Des travaux majeurs contre les inondations
La lutte contre les inondations constituait le cœur du projet. Parmi les réalisations les plus importantes figure le curage du canal C3, infrastructure essentielle pour l'évacuation des eaux pluviales dans la capitale. Long de 12 kilomètres, ce canal a fait l'objet d'importants travaux qui ont permis d'extraire plus de 115 000 mètres cubes de boue, tandis que 63 000 mètres cubes supplémentaires ont été confinés dans un site spécialement aménagé.
En parallèle, 8,2 kilomètres de berges ont été réhabilités afin de renforcer durablement cette infrastructure stratégique. Les digues de l'Ikopa et de la Sisaony ont également été remises en état afin de réduire les risques de débordement des cours d'eau pendant la saison des pluies. À elles seules, ces réalisations devraient protéger plus de 430 000 personnes vivant dans la plaine d'Antananarivo contre les inondations.
Des infrastructures qui changent le quotidien
Le projet ne s'est toutefois pas limité aux grands ouvrages hydrauliques. Entre 2022 et 2025, les différentes phases des travaux urbains ont permis la construction de 587 infrastructures de proximité, comprenant notamment des voiries, des ouvrages d'assainissement et divers équipements communautaires. Ces chantiers ont généré plus de 126 000 journées de travail, offrant des opportunités d'emploi à de nombreux habitants.
Le projet a, par ailleurs, renforcé les capacités des institutions concernées. Des équipements ont été remis à plusieurs partenaires, dont l'Autorité pour la protection contre les inondations de la plaine d'Antananarivo (APIPA), afin de leur permettre d'assurer l'entretien des ouvrages après la fin du projet.
Copyright Image : © Moov
Désenclavement d'Iarinarivo, des nouvelles habitations à Andavamamba
Lors de la cérémonie de clôture, plusieurs bénéficiaires sont venus raconter les changements apportés dans leur quotidien. À Iarinarivo, dans le district d'Ambohidratrimo, où sont stockées les boues issues du curage du canal C3, les habitants expliquent qu'ils souffraient auparavant d'un isolement quasi systématique pendant la saison des pluies. Grâce à la réhabilitation de la piste et de la digue, les déplacements sont désormais possibles tout au long de l'année, facilitant aussi bien la circulation des élèves que le transport des produits agricoles. Le projet a également permis une avancée importante en matière de sécurisation foncière. Une opération domaniale concertée menée avec le ministère de l'Aménagement du Territoire a déjà abouti à la remise de 2 000 titres fonciers aux habitants de cette commune.

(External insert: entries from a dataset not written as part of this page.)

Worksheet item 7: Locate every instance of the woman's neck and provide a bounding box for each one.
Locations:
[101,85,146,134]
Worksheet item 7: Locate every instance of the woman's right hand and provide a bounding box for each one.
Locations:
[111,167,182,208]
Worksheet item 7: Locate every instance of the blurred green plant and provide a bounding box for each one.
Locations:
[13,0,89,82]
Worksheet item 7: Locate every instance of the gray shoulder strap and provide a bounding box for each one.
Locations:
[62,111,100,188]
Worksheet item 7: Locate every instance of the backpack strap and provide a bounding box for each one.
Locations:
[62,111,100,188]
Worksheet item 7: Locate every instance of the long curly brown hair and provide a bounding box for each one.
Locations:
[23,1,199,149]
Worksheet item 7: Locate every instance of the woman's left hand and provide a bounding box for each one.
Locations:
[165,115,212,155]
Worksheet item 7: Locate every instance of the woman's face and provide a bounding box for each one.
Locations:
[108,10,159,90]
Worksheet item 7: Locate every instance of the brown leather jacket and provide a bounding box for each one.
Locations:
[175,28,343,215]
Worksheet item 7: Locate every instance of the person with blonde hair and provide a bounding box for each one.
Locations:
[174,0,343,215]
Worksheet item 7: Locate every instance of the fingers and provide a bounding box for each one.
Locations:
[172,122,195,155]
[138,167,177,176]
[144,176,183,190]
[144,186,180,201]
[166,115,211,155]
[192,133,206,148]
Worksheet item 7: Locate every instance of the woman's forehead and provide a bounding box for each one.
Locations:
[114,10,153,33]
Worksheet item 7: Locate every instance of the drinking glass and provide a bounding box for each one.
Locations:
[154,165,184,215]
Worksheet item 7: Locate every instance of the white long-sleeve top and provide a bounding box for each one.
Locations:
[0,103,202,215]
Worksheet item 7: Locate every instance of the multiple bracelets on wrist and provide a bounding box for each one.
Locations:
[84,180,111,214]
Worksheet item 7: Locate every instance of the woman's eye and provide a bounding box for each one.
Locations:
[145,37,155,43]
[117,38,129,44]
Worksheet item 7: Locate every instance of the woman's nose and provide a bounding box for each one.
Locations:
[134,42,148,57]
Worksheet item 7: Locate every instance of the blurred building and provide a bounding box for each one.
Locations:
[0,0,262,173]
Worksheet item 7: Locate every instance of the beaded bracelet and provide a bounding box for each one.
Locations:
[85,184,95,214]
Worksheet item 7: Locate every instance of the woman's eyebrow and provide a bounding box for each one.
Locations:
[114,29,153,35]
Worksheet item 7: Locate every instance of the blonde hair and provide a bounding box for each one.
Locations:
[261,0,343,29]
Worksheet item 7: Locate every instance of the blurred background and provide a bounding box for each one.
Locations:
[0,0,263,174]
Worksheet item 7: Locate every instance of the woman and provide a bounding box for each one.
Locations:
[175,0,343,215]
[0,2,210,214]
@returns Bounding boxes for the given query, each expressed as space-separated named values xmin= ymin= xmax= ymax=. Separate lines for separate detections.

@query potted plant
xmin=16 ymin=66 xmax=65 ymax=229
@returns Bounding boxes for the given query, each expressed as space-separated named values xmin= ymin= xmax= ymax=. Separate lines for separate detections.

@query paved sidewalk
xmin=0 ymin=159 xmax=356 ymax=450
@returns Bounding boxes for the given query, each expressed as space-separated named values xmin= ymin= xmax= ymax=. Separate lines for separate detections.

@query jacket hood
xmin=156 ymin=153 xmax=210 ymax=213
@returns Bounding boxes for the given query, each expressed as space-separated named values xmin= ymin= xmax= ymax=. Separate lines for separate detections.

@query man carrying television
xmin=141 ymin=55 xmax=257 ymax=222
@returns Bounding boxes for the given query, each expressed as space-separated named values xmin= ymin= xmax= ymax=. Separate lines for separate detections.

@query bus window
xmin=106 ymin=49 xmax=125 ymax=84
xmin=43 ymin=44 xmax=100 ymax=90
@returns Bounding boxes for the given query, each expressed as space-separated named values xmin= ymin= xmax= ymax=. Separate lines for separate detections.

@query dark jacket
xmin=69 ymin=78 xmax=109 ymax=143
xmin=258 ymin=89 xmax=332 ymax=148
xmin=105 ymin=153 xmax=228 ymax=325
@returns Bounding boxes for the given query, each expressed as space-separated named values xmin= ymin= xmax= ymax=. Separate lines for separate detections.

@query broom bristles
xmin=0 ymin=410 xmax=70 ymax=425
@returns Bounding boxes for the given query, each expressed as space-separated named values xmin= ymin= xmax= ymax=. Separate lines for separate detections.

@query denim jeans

À Andavamamba, le changement est tout aussi visible pour les familles relogées à proximité du canal C3. Un bénéficiaire, ayant grandi dans ce quartier, affirme que les nouvelles habitations offrent des conditions de vie incomparables avec celles d'autrefois. Le nouveau site comprend 87 appartements répartis dans des immeubles à étage destinés à 84 ménages. Les logements disposent d'un raccordement à l'eau potable et à l'électricité, de routes pavées, de trottoirs ainsi que d'un réseau complet de drainage et d'assainissement. « Il n'y a plus d'inondation, il n'y a plus de mauvaises odeurs », témoigne-t-il.
Une deuxième phase déjà annoncée
Si le premier projet s'achève officiellement, les autorités assurent que les efforts vont se poursuivre. Le secrétaire général du ministère de l'Aménagement du Territoire et des Services fonciers, Ruffin Sambany, a annoncé que PRODUIR II est déjà en préparation. Selon lui, cette nouvelle phase ne consistera pas uniquement à renforcer les actions engagées dans le Grand Antananarivo, mais permettra également de réaliser les travaux qui n'ont pas pu être achevés lors de la première phase.
Le futur projet sera également étendu à la région Atsinanana, notamment à Toamasina, où plusieurs infrastructures doivent être réhabilitées après les dégâts causés par le cyclone Gezani. Pour les autorités comme pour les bénéficiaires, cette première phase du PRODUIR laisse ainsi un héritage durable : des quartiers mieux équipés, des milliers de familles davantage protégées contre les inondations et des collectivités désormais mieux préparées à faire face aux risques climatiques.